Justiça

AGU evita no STF pagamento retroativo de parcelas julgadas inconstitucionais

Atuação ocorreu no âmbito de recurso que discutia “quintos” recebidos por servidores públicos federais pelo exercício de cargos ou funções comissionadas entre 1998 e 2001

03/11/2023 12:07
AGU evita no STF pagamento retroativo de parcelas julgadas inconstitucionais
Foto: Divulgação/AGU

 

A Advocacia-Geral da União (AGU) conseguiu evitar, no Supremo Tribunal Federal (STF), que a União fosse obrigada ao pagamento retroativo de parcelas remuneratórias julgadas inconstitucionais, mesmo que tenham sido previamente reconhecidas pela Administração Pública.

A controvérsia girava em torno dos chamados “quintos” recebidos por servidores públicos federais pelo exercício de cargo ou função comissionada, no período compreendido entre a edição da Lei nº 9.624/98 e a Medida Provisória nº 2.225-45/2001. Por meio do mecanismo, o servidor efetivo incorporava à sua remuneração um quinto do valor do cargo ou da função a cada 12 meses de efetivo exercício, até o limite de cinco quintos.
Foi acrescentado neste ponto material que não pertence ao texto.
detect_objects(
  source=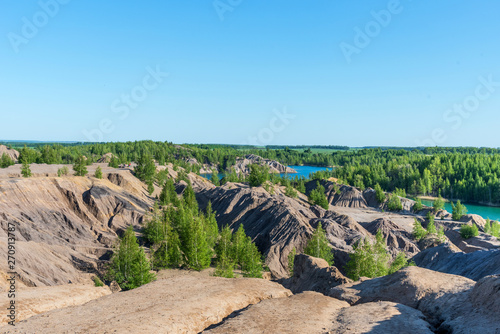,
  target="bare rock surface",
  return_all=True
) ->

A AGU lembrou nos autos que o tema já foi submetido à apreciação do STF, que decidiu, no julgamento do Recurso Extraordinário nº 638.115, em regime de repercussão geral, que ofende o princípio da legalidade a decisão que concede a incorporação desses valores, tendo em vista a falta de qualquer fundamento legal para tanto.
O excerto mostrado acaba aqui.